For the first time in almost six centuries, the leader of the Roman Catholic Church will resign his post.
As reported by NPR, for the first time in almost six centuries, the leader of the Roman Catholic Church will resign his post. Pope Benedict XVI has announced that he will step down at the end of February, saying that, “after repeatedly examining his conscience before God,” his “strengths, due to an advanced age, are no longer suited to an adequate exercise of the Petrine ministry.”
In his statement, the pope, who has held his post since 2005, admitted that in order to complete his duties, “both strength of mind and body are necessary, strength which in the last few months, has deteriorated in me to the extent that I have had to recognize my incapacity to adequately fulfill the ministry entrusted to me.”

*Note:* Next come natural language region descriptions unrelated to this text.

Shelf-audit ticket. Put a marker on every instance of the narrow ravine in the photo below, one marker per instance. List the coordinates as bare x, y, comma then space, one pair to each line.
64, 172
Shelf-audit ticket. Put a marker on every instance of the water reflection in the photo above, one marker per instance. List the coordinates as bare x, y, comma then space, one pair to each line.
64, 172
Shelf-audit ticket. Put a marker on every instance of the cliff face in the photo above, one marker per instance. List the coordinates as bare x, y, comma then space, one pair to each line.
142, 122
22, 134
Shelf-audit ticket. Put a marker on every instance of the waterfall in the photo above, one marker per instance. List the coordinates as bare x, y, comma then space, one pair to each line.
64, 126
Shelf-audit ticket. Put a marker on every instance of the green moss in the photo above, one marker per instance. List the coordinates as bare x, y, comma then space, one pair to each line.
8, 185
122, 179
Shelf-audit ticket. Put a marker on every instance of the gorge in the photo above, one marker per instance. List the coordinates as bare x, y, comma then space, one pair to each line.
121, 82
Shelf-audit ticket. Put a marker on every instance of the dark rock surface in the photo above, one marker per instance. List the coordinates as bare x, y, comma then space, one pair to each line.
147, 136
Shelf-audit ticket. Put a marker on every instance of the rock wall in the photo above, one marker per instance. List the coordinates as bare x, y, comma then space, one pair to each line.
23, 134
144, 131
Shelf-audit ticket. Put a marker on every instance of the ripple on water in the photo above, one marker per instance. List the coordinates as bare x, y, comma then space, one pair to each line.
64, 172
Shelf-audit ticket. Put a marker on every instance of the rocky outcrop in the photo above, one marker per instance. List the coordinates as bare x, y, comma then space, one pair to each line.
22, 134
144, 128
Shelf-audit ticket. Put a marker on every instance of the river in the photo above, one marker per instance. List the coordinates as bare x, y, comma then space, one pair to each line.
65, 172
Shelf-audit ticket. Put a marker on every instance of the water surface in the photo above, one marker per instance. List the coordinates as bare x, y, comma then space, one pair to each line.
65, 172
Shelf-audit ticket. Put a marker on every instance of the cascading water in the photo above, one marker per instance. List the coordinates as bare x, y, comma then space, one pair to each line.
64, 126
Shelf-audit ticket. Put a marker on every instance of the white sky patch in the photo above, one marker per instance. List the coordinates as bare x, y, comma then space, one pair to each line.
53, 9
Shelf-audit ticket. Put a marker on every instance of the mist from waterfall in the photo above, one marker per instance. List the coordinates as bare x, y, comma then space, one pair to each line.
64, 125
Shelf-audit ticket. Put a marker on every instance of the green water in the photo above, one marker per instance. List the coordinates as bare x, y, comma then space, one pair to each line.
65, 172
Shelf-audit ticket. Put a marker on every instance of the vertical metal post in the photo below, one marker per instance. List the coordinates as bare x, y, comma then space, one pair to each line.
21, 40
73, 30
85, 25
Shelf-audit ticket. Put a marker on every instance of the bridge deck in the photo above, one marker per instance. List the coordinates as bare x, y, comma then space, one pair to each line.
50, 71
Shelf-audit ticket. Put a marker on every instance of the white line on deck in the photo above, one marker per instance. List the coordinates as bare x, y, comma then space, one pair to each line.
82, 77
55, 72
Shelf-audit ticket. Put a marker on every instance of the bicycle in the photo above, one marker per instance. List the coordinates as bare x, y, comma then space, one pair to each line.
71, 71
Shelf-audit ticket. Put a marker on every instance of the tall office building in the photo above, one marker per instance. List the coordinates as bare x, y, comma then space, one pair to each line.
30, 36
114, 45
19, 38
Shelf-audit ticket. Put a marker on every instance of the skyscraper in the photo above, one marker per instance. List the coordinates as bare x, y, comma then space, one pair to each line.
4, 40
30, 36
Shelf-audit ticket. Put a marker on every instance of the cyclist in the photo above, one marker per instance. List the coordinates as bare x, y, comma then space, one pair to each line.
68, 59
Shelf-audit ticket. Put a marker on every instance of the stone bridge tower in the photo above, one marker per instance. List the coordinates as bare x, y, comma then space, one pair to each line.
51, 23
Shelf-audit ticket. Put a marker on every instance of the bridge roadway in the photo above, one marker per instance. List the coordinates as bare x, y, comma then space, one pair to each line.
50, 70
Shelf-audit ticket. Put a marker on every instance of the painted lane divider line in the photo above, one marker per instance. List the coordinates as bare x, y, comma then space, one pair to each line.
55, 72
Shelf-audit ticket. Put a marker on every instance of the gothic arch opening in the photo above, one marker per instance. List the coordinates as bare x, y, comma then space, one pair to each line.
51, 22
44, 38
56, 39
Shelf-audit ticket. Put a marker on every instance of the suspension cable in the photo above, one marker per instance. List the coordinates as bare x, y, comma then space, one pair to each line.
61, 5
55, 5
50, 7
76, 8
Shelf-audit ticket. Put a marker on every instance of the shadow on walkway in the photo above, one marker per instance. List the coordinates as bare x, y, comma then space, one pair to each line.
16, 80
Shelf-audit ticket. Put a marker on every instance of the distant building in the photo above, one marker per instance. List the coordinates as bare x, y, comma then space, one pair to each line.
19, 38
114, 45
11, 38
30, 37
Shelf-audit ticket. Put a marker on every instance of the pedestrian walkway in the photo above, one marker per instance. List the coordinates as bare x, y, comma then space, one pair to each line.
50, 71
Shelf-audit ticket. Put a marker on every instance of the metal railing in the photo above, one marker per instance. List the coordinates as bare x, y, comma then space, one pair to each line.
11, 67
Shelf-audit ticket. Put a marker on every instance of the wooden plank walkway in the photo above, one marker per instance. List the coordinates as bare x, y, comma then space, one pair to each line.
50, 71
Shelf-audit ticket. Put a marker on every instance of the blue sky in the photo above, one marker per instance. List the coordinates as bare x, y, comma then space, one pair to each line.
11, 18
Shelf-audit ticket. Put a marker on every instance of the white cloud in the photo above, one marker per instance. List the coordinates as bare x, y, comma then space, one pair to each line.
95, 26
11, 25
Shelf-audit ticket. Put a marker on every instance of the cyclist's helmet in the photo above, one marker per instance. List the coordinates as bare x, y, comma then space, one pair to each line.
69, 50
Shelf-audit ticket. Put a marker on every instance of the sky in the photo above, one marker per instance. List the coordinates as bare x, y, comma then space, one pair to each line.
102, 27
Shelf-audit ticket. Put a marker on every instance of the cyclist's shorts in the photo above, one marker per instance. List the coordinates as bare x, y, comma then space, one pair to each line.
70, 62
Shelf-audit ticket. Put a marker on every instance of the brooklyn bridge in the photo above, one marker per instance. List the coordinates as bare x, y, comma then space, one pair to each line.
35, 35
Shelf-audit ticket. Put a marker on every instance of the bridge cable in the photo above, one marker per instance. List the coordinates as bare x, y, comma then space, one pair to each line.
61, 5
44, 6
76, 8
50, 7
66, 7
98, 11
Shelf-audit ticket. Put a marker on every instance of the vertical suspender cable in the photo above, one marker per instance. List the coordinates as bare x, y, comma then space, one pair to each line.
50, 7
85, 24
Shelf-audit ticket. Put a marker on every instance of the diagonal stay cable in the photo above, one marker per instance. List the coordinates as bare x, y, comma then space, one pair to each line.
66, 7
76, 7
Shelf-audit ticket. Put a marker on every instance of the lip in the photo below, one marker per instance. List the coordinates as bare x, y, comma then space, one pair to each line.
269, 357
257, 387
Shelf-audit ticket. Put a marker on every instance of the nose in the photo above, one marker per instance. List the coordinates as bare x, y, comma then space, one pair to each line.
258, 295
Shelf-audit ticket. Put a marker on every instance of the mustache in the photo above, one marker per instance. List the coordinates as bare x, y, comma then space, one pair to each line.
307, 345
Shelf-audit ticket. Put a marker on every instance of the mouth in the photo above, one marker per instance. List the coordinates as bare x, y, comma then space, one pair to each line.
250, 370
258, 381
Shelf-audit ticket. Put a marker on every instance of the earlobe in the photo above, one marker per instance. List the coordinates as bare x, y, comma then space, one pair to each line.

He ended his statement thanking his “brothers” for their support, asking for “pardon for all his defects.”
Pope Benedict XVI, born Joseph Ratzinger in Germany in 1927, received his ordination in 1951 after studying philosophy and theology at the Higher School of Philosophy and Theology of Freising and at the University of Munich. He was elected pontiff following the death of Pope John Paul II.
The National Catholic Reporter wrote that the total number of popes that have resigned is probably less than 10. Gregory XII resigned to end the Great Western Schism in 1415, and “Pope Celestine V’s resignation in 1294 is the most famous because Dante placed him in hell for it. Most modern popes have felt that resignation is unacceptable. As Paul VI said, paternity cannot be resigned.”